Она отпустила его руку. А потом, с амиго по пятам, поспешно ушла.
40
Не будем забывать об Эрни
Эрни Хернишен решил, что никогда не привыкнет жить без сердцебиения, без потребности дышать, без необходимости что-либо поглощать или извергать — и при этом всё же оставаться способным мыслить и не сходить с ума. Это должно было скоро закончиться. Лишённый зрения, обоняния, осязания, вкуса и слуха (если не считать внутренних голосов, которые его утешали), он превратился в существо чистой мысли, ограниченное сочинением песен в стиле кантри, размышлениями над великими вопросами бытия и ярким переживанием ключевых моментов своего прошлого. Более того, эти давно угасшие и вдруг вновь разгоревшиеся воспоминания часто были странными, потому что представляли собой впечатления, записанные восприятием невинного ребёнка, а теперь истолковываемые взрослым, уже знающим жизнь человеком.
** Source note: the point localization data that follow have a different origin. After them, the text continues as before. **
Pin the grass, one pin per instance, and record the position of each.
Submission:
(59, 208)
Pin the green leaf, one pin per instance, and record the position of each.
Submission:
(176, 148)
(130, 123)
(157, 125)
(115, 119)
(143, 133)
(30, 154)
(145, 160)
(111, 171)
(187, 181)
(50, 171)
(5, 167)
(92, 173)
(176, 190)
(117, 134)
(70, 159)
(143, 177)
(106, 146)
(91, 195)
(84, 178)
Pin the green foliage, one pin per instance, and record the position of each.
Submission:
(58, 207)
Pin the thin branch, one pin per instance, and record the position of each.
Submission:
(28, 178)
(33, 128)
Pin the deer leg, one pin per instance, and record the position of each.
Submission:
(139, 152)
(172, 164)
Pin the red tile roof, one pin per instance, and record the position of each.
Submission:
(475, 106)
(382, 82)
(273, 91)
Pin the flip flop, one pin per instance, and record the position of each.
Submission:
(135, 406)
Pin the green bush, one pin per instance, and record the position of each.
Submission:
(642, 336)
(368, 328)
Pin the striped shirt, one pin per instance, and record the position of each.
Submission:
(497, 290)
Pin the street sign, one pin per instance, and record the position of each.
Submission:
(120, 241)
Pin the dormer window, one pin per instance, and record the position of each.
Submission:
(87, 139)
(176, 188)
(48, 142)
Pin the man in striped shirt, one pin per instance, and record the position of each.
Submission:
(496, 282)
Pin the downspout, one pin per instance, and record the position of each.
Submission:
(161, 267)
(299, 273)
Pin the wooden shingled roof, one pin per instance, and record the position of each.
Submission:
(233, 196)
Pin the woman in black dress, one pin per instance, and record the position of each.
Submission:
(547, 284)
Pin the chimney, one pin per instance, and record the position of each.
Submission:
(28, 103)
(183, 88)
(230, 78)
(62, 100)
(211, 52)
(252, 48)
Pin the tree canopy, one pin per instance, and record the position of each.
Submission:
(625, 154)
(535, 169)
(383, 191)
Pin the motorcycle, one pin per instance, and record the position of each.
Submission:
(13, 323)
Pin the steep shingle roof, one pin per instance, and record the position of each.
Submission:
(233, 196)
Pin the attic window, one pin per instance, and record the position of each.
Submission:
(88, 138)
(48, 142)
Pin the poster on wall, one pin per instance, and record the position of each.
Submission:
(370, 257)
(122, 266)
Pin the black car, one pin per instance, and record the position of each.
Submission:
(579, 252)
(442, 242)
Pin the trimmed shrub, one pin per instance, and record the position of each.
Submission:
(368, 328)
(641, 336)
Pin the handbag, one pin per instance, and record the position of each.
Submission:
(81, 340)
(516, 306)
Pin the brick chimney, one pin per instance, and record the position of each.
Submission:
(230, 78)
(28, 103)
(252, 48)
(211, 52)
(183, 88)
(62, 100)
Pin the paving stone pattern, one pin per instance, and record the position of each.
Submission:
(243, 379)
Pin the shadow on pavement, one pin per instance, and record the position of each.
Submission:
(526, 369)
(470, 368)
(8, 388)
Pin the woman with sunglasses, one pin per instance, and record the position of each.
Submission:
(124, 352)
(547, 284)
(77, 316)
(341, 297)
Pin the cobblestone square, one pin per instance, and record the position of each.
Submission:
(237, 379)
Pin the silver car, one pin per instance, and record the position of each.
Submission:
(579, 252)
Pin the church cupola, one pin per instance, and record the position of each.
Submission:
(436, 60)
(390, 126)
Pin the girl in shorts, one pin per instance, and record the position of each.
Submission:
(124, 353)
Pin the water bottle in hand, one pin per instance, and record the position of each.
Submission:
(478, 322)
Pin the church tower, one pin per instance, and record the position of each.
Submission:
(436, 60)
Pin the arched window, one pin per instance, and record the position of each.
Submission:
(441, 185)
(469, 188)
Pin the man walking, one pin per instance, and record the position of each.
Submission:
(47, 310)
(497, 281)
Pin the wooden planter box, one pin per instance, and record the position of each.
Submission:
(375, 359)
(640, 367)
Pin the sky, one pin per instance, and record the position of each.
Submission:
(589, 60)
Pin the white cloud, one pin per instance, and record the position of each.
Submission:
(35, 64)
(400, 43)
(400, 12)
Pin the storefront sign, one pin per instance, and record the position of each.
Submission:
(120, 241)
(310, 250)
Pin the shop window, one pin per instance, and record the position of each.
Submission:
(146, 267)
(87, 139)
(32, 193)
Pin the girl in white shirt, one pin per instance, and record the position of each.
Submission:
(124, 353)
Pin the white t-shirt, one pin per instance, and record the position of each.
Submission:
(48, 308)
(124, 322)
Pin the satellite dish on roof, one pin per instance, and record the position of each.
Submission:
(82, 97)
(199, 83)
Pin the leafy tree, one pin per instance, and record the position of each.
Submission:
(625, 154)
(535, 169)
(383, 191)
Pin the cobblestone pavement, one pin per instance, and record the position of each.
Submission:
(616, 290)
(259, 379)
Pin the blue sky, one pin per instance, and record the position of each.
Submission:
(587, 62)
Сейчас к нему вернулась память о событиях, о которых он прежде даже не подозревал, что они вообще происходили, — о драматическом столкновении и его развязке, которых он в ту пору не мог понять. Однако, будучи запечатлены где-то в глубокой извилине его мозга, все подробности этого происшествия вернулись к нему разом и были почти так же неприятны, как богатый халапеньо мексиканский ужин, который возвращается в виде кислотной отрыжки.
До трёхлетия ему не хватало одного месяца. Он уже мог сам вымыть и вытереть руки и одеться без посторонней помощи. Он мог сам насыпать себе миску хлопьев. Единственные хлопья, которые позволяла ему мать, были какой-то шведской грубой марки, что бы ни значило это «шведской». Пахли они соломой, а на вкус были как пыльное дерево; что такое вкус пыльного дерева, он знал, потому что до сих пор иногда любил погрызть мебель, а Хильда Мерквурдиг — няня и домоправительница — частенько пренебрегала вытиранием пыли. Он мог говорить так, что его понимали примерно в половине случаев, и был способен поддерживать разговор из трёх-четырёх фраз. К горшку его приучили уже почти год назад, а мочиться в постель он перестал три месяца как. Палец он больше не сосал, потому что за это мать усаживалась с ним и пускалась в долгие разговоры, описывая жуткие вещи, которые с ним случатся, если он не начнёт вести себя больше как взрослый. В общем, он и впрямь делал большие успехи в жизни.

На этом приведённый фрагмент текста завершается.